Bennett feels that once he makes the necessary improvements to the first part of his race, he will crack the 49.00 barrier. “I’m physically capable of running a 48 low,” he said, “but you gotta be patient. Each year I wanna try to drop a second. When it comes to track and times, you’re only gonna get down but so far, so I don’t hate on the guys running real fast when they’re twenty, but I like my situation where I have a consistent way of running. I think I’m one of the most consistent hurdlers out there. I’m always in the 49’s. There are guys in the 48’s, but only in spots. I know once I hit 48, and know how it feels, it’ll be a lot easier to keep doing it. I’ll know where to kick a lot earlier in the race.”
Bennett says that his two biggest role models in the world of Track & Field are Michael Johnson and Edwin Moses, both because of their tremendous work ethics. “I read up a lot about these guys,” he stated, “and ask myself, What did they learn about track that made them excel? What were their training methods? What was their coaching like? After I see that, I look at my own training, my environment, and try to form a system that works for me. I kind of take that approach to everything. I listen to everybody’s advice, then once I get it, I keep what’s useful, and weed out what I don’t wanna keep.”
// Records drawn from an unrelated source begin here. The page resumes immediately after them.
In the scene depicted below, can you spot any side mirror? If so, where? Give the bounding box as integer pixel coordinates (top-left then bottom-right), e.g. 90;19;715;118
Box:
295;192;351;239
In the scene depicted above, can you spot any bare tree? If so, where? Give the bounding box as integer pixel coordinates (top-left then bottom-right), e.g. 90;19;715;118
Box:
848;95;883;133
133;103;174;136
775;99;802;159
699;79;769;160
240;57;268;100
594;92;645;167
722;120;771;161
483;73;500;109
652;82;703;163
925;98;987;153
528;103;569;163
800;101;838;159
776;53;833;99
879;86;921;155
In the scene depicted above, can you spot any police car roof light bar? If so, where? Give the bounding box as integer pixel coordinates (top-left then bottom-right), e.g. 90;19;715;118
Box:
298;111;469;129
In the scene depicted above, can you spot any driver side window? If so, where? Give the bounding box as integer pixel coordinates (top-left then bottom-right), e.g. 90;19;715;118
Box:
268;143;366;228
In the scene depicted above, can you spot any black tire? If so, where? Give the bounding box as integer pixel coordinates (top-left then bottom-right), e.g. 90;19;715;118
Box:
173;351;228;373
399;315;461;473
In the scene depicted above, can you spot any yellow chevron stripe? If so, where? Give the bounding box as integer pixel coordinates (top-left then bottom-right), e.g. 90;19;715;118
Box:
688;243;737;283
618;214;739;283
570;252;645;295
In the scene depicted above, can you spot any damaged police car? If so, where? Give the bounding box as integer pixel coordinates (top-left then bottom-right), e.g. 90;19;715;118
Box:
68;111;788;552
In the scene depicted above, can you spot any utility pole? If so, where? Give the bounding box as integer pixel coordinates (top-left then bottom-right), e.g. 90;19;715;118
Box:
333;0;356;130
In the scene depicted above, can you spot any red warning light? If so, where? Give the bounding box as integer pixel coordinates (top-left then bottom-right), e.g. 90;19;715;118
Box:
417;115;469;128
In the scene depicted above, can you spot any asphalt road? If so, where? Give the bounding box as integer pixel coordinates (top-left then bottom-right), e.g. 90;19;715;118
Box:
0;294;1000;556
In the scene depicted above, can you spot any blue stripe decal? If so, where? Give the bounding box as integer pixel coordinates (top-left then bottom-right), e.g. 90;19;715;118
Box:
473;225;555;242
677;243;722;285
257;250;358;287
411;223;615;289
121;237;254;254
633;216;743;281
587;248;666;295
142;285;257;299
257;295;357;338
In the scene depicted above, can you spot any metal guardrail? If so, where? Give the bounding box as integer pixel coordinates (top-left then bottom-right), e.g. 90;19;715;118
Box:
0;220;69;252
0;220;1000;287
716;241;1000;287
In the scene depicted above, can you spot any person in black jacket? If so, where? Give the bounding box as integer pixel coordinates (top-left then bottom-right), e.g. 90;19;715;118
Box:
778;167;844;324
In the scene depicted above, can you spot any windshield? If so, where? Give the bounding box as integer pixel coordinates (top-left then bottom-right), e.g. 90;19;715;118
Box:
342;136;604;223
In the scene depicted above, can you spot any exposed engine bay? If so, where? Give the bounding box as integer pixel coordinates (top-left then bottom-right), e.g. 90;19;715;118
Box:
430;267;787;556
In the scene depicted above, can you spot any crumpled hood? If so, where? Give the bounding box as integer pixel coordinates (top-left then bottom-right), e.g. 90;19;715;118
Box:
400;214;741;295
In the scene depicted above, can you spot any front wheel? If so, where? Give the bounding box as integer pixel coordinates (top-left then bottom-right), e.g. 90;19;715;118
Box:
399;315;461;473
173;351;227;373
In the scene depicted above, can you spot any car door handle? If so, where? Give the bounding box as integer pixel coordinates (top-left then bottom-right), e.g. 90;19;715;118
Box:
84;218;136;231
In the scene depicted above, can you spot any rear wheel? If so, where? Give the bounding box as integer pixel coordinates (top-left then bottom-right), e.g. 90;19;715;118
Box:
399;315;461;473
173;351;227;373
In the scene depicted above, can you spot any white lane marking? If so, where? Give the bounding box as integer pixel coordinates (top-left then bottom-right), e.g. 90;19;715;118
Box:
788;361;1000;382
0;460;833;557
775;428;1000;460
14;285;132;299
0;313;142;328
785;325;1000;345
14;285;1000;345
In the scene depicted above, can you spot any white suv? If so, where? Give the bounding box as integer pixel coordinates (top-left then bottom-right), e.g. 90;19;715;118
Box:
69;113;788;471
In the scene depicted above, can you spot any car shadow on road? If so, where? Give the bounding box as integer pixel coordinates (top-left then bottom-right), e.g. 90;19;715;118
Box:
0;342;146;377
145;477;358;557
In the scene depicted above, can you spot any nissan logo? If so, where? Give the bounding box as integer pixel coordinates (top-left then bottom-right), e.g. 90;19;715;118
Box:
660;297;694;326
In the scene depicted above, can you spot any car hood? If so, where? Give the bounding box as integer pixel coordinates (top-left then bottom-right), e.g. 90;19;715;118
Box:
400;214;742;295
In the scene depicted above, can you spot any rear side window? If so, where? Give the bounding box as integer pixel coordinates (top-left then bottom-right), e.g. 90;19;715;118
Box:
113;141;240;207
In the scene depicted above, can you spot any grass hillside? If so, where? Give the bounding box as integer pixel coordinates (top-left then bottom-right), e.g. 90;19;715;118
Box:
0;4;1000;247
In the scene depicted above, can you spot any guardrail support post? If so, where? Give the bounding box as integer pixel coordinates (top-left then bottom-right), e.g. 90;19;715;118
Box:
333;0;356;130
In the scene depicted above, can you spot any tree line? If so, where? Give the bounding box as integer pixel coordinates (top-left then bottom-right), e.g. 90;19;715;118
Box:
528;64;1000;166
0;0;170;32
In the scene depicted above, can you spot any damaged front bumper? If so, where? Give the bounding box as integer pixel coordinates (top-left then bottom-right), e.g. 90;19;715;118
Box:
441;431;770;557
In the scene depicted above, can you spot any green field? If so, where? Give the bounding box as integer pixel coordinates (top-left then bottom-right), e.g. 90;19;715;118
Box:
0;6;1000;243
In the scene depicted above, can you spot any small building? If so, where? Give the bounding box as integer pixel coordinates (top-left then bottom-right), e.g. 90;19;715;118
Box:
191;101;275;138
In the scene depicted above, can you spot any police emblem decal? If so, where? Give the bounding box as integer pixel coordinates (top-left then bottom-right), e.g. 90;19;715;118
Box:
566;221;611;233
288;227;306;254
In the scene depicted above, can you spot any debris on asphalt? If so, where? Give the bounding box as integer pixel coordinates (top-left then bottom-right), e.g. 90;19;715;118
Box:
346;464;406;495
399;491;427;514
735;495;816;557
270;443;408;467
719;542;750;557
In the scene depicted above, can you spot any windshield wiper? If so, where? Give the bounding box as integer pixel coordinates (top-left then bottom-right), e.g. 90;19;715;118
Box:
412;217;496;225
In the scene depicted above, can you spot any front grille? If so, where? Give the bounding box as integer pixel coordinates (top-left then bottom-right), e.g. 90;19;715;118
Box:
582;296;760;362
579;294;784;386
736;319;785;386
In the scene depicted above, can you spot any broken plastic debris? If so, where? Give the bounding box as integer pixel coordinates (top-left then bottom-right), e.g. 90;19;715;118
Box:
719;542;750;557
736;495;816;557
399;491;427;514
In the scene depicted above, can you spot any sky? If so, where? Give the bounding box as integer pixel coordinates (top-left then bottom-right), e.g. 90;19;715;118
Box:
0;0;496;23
One personal quality of Bennett’s that became quite apparent through the course of our conversation is that he has a very good sense of balance. He cares about his teammates, but he has individual goals as well; he sets goals early in the year, but he doesn’t attach himself to them; he has achieved noteworthy success in the 400’s, but he works equally as hard in the 110’s; he gets himself amped up before races, but not so much that he throws himself off his rhythm; he wants to run the 400’s in the 48’s, but he won’t feel like a failure if he doesn’t do it in the next meet. Bennett understands that success in the hurdles comes through plain old hard work, trusting his coach, relying on his strengths, and improving upon his weaknesses. Since he is willing to do the work, and is in no immediate rush to drop his time, there can be no doubt that time is on his side.
© 2005 Steve McGill
Update: Bennett finished fifth in the 400m hurdles at the NCAA Nationals in a time of 48.74, breaking his own school record in the process. Prior to that, he finished second at the East Regional in 49.04, and prior to that he finished second in the SEC Championships in a time of 48.76, which was a new school record at the time.